More tests will naturally lead to more cases, particularly if those tests are used indiscriminately and with no real strategy in mind. The problem compounds when we consider the increase in the absolute number of false positives. The growth in false positives is linear with increase in number of tests, but the negative consequences for society spread out as a highly non-linear network, with isolation of contacts of (falsely) positive cases having expansive and synergistic negative consequences for broader society. But even without this, and assuming that all our positive results are true positives, by using testing as a form of mass-surveillance we have set ourselves up for a never-ending cycle of lockdowns.

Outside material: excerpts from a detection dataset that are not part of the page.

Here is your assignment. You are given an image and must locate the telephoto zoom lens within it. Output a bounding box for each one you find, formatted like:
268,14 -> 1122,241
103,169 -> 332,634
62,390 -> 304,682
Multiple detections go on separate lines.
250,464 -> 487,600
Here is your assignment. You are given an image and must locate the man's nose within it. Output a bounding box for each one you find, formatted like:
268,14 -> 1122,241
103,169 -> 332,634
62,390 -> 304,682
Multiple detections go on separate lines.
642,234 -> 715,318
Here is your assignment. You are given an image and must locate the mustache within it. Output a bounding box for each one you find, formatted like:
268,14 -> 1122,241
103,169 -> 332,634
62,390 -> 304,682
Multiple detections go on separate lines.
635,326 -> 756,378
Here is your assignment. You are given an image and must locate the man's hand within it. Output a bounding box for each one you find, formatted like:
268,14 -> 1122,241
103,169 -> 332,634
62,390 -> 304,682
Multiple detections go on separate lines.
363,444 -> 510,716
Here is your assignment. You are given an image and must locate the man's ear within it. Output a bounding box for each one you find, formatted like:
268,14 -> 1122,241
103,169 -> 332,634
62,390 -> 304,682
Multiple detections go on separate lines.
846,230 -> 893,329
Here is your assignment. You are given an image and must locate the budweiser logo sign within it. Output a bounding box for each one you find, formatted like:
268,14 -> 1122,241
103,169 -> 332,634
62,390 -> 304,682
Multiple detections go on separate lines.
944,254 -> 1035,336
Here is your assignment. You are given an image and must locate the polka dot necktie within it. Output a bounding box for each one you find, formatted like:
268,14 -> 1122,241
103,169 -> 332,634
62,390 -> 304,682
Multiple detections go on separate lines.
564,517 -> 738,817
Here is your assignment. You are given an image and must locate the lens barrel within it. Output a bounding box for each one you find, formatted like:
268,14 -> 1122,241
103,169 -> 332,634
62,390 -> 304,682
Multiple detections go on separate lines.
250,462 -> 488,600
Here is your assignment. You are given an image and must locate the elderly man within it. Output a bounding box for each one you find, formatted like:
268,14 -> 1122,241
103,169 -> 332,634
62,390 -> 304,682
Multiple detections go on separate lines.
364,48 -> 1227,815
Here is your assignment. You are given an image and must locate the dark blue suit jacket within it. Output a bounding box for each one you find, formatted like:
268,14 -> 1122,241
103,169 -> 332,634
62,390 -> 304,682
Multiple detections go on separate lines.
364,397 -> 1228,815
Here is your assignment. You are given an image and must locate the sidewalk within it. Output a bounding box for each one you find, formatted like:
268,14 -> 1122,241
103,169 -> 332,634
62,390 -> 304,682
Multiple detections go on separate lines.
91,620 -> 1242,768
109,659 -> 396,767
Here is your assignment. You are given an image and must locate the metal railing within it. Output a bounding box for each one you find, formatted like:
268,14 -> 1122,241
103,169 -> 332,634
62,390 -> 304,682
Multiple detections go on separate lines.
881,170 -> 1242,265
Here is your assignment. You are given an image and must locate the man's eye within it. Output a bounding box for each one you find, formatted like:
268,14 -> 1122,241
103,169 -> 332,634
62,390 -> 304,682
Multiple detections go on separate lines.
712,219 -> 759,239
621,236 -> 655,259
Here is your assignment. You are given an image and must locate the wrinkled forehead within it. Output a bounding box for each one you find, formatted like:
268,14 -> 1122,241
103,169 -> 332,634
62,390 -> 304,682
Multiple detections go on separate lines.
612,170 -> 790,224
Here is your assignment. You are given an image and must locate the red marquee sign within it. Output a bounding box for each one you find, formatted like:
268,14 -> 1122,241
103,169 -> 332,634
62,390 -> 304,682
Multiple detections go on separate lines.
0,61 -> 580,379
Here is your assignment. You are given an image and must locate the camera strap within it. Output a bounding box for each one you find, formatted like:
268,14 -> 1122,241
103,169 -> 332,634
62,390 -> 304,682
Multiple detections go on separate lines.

The same logic applies to the genetic testing which has unearthed this “new” strain, although we may yet find that it has been in circulation globally for a long time. By testing more, without knowing what we are testing for, we will find things which, from a political perspective, necessitate further intervention.
The corpus of data which can be poured over to find new justifications for ongoing restrictions continues to grow. With the added dimension of genomic studies, the potential for the noise to smother the signal grows, particularly at a time when there is strong public and political demand for a coherent narrative. There will always exist some metric sufficiently intimidating that it might be used to justify a new lockdown. Yet we keep searching without really knowing what we are searching for or why we are doing it.
There is essentially no logic upper limit to how intensively we can test and how many different techniques we can apply to elucidate Covid-19 and its various strains. Some strains will inevitably be more virulent, and will, by definition, have a greater tendency to spread. This is not, in itself, a cause for alarm; it is simply Darwinism on a microscopic scale. And whether these findings matter from a policymaking perspective is an altogether different question.
The scientific method begins with a question and sets out to find an answer. If we decide to seek answers without questions, then we end up with data which must be interpreted and given significance post hoc, regardless of whether that significance really exists. Positive feedback cycles are difficult to escape from. The various governments of the UK and its devolved legislatures urgently need to rationalise the use of testing and clearly justify the introduction of any new investigative methods. Otherwise, we will be trapped by a political crisis of our own making.